2. The method according to claim 1, further comprising the step of inserting the continuous profile of susceptor into the tobacco substrate from below.

3. The method according to any one of the preceding claims, wherein the step of positioning the continuous profile of susceptor in the tobacco substrate comprises positioning the continuous profile of susceptor in a central portion of the tobacco substrate.

4. The method according to any one of the preceding claims, wherein the method further comprises the step of providing the tobacco substrate with longitudinally extending folding structures, and wherein the step of positioning the continuous profile of susceptor in the tobacco substrate comprises arranging the continuous profile of susceptor material parallel to and between the longitudinally extending folding structures of the tobacco substrate.
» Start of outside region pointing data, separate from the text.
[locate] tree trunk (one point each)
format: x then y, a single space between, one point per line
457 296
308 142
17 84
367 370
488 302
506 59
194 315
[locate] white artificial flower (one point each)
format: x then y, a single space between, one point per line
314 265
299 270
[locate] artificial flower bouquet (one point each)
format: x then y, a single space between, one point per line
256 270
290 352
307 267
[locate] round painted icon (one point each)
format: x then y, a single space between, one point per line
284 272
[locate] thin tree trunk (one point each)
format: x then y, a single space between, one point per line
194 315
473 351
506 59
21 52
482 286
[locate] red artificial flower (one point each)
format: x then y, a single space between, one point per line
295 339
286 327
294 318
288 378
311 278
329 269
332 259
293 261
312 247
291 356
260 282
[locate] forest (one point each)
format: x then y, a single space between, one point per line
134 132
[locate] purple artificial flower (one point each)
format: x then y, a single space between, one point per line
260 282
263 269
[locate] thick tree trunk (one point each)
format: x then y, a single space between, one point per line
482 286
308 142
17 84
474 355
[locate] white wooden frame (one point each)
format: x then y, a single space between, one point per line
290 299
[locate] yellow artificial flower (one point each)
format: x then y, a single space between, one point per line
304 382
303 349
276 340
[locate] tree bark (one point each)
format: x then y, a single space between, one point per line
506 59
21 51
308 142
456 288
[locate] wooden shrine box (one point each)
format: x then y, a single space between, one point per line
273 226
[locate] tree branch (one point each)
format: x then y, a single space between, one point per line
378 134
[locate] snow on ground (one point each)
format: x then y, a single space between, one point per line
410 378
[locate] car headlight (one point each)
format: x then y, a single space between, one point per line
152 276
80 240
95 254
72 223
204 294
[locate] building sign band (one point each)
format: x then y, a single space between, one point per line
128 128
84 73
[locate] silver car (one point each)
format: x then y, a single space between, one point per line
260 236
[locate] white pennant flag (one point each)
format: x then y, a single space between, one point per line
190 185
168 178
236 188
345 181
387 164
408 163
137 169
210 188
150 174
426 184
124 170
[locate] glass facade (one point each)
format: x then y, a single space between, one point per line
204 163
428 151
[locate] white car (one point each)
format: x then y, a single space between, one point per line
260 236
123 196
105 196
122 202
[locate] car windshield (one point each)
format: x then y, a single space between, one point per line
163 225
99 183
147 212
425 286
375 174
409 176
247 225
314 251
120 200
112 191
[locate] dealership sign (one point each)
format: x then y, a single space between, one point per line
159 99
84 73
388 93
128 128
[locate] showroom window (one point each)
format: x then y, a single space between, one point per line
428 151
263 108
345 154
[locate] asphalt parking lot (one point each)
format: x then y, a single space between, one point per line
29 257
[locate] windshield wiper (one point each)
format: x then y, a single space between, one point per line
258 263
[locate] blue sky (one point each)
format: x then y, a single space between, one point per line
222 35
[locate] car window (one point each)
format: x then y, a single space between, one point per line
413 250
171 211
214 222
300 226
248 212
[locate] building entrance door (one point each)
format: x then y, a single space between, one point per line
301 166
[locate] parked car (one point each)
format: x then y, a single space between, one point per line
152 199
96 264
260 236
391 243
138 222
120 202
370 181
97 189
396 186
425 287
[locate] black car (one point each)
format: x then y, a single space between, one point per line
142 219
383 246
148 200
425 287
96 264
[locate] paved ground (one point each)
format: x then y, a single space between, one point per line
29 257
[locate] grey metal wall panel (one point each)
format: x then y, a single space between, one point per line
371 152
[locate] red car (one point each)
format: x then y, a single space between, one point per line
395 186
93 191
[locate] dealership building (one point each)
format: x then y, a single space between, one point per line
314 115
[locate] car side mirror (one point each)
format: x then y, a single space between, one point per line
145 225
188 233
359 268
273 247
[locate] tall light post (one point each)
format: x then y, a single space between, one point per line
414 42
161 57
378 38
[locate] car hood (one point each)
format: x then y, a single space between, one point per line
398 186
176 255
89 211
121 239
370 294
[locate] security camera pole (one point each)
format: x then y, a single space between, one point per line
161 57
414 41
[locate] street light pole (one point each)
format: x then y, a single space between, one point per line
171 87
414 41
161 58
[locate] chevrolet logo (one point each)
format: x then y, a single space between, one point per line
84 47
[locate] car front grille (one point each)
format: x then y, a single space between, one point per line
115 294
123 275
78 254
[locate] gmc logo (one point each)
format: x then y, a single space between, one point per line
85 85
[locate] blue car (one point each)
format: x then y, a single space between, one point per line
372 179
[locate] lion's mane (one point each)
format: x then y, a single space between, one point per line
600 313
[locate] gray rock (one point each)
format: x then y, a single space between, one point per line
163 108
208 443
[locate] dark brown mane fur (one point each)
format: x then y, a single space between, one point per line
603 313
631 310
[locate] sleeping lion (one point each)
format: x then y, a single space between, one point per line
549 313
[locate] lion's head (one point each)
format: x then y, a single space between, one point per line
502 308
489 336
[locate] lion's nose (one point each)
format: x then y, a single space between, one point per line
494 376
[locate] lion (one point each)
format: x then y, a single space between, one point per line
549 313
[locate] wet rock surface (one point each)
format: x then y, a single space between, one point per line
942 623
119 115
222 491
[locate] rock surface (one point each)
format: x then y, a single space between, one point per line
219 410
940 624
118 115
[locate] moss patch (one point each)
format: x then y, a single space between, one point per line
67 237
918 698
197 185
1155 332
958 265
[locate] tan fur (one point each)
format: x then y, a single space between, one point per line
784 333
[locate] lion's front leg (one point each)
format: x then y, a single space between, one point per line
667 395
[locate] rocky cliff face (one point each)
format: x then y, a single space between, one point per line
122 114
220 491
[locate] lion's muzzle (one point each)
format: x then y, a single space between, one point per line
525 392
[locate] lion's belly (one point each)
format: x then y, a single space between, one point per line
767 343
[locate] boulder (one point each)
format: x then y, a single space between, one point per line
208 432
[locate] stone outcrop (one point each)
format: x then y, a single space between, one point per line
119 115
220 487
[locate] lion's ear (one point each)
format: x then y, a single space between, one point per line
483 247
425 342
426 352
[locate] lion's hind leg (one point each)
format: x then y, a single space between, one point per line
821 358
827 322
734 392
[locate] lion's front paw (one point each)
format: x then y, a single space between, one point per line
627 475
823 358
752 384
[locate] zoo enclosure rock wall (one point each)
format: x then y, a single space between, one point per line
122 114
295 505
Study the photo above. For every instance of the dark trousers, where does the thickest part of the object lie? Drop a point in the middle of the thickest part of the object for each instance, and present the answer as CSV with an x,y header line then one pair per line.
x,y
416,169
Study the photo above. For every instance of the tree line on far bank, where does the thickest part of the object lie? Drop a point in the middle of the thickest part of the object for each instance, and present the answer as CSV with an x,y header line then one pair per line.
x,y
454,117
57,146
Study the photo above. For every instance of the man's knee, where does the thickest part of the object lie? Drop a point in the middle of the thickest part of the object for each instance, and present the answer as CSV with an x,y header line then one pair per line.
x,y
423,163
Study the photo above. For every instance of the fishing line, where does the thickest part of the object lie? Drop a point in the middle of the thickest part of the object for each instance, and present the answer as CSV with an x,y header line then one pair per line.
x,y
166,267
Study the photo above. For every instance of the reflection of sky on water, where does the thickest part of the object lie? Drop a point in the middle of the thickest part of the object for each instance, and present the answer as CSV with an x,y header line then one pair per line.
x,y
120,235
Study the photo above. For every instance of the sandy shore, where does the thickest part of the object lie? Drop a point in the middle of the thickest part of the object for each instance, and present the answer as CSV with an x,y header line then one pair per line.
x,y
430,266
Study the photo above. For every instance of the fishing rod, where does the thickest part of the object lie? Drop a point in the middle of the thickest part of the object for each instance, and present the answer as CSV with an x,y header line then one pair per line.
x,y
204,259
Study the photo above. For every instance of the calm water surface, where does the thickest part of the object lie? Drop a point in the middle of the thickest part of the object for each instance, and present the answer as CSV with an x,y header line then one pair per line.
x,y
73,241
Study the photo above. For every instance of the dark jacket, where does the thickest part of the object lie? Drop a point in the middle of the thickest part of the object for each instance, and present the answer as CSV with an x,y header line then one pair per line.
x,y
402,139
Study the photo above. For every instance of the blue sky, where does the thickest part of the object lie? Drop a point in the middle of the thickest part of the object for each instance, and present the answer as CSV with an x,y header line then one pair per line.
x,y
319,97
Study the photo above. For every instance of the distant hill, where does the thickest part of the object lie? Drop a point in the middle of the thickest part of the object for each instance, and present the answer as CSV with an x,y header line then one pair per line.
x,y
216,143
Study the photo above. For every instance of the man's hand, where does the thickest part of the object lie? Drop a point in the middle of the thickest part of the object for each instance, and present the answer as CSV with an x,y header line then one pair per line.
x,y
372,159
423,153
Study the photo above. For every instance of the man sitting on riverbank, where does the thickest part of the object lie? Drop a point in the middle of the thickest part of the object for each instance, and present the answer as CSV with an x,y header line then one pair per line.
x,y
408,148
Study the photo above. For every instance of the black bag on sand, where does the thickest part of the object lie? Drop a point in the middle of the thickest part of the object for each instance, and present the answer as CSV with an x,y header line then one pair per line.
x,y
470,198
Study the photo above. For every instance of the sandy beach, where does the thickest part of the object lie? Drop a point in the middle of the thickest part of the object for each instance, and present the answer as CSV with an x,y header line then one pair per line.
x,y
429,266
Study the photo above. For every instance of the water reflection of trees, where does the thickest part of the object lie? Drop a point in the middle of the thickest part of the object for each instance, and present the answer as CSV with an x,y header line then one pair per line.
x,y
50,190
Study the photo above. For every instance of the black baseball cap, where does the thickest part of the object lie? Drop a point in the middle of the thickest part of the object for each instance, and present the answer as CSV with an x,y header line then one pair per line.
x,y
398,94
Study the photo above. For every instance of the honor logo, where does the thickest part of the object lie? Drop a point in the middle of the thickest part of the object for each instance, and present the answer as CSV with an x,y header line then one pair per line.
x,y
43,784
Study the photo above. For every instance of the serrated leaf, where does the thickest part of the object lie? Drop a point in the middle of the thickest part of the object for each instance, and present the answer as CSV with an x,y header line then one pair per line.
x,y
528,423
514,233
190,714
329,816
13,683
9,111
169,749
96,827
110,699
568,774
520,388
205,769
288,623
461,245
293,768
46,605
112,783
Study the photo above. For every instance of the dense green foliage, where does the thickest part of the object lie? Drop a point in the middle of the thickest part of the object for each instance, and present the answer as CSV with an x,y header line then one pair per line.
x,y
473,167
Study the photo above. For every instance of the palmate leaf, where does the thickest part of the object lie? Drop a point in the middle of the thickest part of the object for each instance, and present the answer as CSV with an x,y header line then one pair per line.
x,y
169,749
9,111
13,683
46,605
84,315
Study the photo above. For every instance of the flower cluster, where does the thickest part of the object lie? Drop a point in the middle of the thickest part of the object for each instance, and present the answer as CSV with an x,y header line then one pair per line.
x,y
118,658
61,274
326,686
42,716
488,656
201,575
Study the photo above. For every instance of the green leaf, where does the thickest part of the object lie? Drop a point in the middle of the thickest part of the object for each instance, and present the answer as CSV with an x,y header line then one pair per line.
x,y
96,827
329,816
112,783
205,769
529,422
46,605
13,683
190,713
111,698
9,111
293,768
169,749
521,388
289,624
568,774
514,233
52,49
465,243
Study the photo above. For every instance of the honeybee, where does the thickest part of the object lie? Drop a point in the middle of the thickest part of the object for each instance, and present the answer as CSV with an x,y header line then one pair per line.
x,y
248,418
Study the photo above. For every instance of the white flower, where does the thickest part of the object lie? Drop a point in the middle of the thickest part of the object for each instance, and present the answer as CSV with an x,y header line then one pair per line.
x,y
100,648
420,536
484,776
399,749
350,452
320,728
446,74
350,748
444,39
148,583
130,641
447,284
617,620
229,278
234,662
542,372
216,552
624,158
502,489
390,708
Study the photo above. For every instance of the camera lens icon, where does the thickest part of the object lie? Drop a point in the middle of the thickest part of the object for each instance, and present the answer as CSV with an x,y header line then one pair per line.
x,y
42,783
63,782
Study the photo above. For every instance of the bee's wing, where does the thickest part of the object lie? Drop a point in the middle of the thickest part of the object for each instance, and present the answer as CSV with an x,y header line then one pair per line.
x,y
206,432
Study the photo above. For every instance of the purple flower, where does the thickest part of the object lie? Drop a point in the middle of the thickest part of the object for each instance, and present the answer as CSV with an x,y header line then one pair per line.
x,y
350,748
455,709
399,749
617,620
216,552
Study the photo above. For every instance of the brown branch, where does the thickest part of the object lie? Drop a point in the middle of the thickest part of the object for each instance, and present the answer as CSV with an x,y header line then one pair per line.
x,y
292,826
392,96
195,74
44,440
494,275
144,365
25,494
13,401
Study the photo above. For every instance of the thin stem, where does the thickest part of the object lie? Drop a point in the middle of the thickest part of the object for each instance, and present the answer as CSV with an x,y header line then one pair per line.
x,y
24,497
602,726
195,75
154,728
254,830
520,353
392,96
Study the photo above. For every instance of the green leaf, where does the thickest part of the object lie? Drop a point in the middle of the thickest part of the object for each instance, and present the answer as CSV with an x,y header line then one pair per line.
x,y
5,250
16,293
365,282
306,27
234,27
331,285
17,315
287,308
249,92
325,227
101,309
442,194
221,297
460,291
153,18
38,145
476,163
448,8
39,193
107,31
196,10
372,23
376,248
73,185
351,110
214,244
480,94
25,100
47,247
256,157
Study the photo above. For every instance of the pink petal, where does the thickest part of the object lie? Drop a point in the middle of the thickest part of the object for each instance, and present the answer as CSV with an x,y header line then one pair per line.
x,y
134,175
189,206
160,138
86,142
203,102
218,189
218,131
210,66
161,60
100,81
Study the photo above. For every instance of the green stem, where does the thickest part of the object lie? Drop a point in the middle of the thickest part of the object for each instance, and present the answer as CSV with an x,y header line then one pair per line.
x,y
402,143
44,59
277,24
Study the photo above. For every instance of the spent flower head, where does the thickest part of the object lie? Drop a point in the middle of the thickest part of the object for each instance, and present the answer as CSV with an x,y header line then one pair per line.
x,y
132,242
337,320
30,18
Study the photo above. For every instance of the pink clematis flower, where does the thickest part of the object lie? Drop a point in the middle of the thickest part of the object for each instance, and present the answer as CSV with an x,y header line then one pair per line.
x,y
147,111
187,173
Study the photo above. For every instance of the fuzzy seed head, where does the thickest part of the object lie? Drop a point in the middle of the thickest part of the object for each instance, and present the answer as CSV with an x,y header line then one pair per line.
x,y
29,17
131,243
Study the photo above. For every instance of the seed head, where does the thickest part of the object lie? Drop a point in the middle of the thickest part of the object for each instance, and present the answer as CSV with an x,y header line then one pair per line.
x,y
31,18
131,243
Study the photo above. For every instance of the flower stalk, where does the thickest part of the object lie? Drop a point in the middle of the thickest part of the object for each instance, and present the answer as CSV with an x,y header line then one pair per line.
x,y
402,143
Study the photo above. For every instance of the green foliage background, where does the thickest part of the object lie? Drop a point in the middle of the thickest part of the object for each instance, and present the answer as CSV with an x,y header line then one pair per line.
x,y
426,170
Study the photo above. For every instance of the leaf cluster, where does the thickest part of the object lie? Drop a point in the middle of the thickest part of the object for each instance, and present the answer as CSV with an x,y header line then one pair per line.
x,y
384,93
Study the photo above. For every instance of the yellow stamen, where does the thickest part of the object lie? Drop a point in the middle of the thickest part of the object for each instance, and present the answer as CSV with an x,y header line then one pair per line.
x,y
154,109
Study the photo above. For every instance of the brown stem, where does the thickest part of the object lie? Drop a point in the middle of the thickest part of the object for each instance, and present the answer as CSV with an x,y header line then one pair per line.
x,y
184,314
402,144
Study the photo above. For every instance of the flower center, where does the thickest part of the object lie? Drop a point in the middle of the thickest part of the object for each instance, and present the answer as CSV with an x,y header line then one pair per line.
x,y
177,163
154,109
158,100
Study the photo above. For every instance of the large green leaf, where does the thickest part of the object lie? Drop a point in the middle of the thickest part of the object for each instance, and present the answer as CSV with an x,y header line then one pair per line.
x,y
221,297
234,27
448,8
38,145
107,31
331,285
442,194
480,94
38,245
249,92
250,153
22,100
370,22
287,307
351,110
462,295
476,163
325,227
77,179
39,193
5. Method according to any one of the preceding claims, wherein the step of providing a continuous profile of susceptor comprises providing a continuous sheet of susceptor.

6. The method according to any one of the preceding claims, further comprising the step of forming a channel in the partially converged tobacco substrate and positioning the continuous profile of susceptor in the channel.

7. The method of claim 6, comprising the step of providing an insert for forming the channel in the tobacco matrix, wherein the insert is further provided for supporting the guiding and the positioning of the continuous profile of susceptor in the tobacco matrix.

8. The method according to claim 7, further providing a slit in the insert and guiding the continuous profile of susceptor at least partially in the slit.

9. A method according to any preceding claim, further comprising the step of wrapping the inductively heatable tobacco rod in a wrapper material.

10. The method of any one of the preceding claims, further comprising the step of cutting the inductively heatable tobacco rod into inductively heatable tobacco segments of equal length.

11. An inductively heatable smoking article comprising an inductively heatable tobacco segment of an inductively heatable tobacco rod manufactured according to the method of any one of claims 1 to 10, wherein the inductively heatable tobacco segment comprises an aerosol-forming tobacco substrate and a susceptor element.

12. The inductively heatable smoking article of claim 11, wherein a length of the susceptor element in the tobacco section is equal to the length of the tobacco section.